Pop culture obsessives writing for the pop culture obsessed.

Dai Sijie: Mr. Muo's Travelling Couch

It's no great wonder that Dai Sijie's novels wheel around the clashing and blending of cultures—a Chinese writer-director based in Paris, Sijie writes in French about the impact of European writing on Chinese provincials. His life, like his work, is a rich cultural torte, and the translation of his books into English just adds another layer. But while Sijie's new novel, Mr. Muo's Travelling Couch, follows some of the same themes as his bestselling debut, 2001's Balzac And The Little Chinese Seamstress, it loses much of the simple, fable-like quality that made Seamstress so potent.

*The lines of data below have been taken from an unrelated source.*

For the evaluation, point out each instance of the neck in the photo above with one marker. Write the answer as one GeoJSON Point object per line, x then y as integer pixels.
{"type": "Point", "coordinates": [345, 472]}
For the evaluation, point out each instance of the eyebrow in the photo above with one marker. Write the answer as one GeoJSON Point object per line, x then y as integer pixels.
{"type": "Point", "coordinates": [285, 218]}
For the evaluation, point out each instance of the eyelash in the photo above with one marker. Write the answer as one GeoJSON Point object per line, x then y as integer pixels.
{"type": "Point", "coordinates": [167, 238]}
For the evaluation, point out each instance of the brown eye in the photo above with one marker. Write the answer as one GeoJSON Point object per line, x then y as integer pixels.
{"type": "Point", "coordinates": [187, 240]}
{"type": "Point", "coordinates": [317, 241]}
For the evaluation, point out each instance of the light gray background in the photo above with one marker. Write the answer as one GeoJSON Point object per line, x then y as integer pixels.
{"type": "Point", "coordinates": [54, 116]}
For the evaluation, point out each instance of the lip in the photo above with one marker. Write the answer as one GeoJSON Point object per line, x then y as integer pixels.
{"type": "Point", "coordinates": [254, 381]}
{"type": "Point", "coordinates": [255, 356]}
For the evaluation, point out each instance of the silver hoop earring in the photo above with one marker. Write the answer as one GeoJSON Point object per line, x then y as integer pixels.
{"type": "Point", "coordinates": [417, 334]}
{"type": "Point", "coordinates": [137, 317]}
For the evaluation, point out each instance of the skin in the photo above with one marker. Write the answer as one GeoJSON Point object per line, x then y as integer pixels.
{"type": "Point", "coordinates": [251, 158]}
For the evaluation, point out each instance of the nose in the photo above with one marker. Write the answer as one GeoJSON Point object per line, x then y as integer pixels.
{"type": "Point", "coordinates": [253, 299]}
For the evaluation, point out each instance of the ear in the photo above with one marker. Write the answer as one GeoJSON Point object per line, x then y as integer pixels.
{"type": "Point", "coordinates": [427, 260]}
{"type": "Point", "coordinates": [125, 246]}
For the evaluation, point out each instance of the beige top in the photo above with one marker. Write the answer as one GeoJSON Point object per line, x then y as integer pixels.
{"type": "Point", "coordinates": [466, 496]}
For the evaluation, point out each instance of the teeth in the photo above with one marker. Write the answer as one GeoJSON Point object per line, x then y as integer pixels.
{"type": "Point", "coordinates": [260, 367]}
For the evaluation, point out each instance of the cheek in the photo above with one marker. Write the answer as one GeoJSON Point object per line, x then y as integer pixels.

Sijie's debut was about ideas and emotions that cross national and even chronological boundaries; the follow-up demotes that concept to just another element in a disorganized jumble.

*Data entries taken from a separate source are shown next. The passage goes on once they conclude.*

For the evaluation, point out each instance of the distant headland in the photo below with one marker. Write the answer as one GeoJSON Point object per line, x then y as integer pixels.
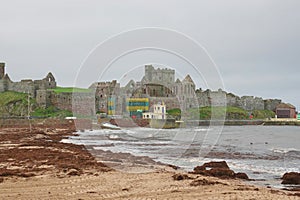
{"type": "Point", "coordinates": [156, 86]}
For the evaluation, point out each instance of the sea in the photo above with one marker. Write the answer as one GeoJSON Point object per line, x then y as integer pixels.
{"type": "Point", "coordinates": [264, 153]}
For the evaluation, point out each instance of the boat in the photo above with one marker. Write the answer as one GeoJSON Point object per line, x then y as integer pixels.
{"type": "Point", "coordinates": [107, 125]}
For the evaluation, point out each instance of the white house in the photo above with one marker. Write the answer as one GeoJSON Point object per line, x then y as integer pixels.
{"type": "Point", "coordinates": [159, 112]}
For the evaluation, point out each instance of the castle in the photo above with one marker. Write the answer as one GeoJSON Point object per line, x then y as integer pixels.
{"type": "Point", "coordinates": [157, 85]}
{"type": "Point", "coordinates": [29, 86]}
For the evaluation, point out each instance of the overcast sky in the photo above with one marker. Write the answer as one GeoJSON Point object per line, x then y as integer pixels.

Seamstress follows a pair of young Chinese men whose lives, placed on hold by the Cultural Revolution, are rekindled by a cache of forbidden Western novels; Mr. Muo's Travelling Couch varies the formula by moving the action closer to the present-day, and centering the protagonist's obsessions around academia rather than literature. The titular Muo, a shy, fumbling 40-year-old returning home to China after more than a decade studying psychoanalysis in Paris, is more devoted to spreading Freud's teachings than to furthering his own experience—he readily dissects the sexual content of strangers' dreams, but he's a virgin himself, and even the prospect of sex seems to unnerve him. So long as he's psychoanalyzing (or fantasizing about) women, he's on solid ground, but once an interaction turns personal, he panics and loses his way, even questioning Freud's efficacy in the face of Chinese attitudes toward sex, gender, and the yin/yang rift.

Mr. Muo eventually develops a plot, as Muo attempts to procure a virgin for a corrupt local judge, in payment for the release of a political dissident whom Muo adores from afar. But like so much about the novel, that plotline never finds resolution or focus. Sijie illustrates his dry, loosely connected comic riffs in expansive, flowery prose; at least in the English translation, it can be hard to burrow between sentences and find meaning and motive. Muo himself is a mystery—his idol Freud would doubtless trace his dysfunctions to childhood, but Sijie never explains why Muo is an ineffectual mess, and barely touches on his history or even his present feelings, beyond hapless confusion. Which leaves the book dense, busy, and unsatisfying. Sijie certainly predicates some humor on the idea that China's first Freudian is more in need of analysis than anyone he runs across, but like the rest of the book, it's a joke with no form, and no punchline.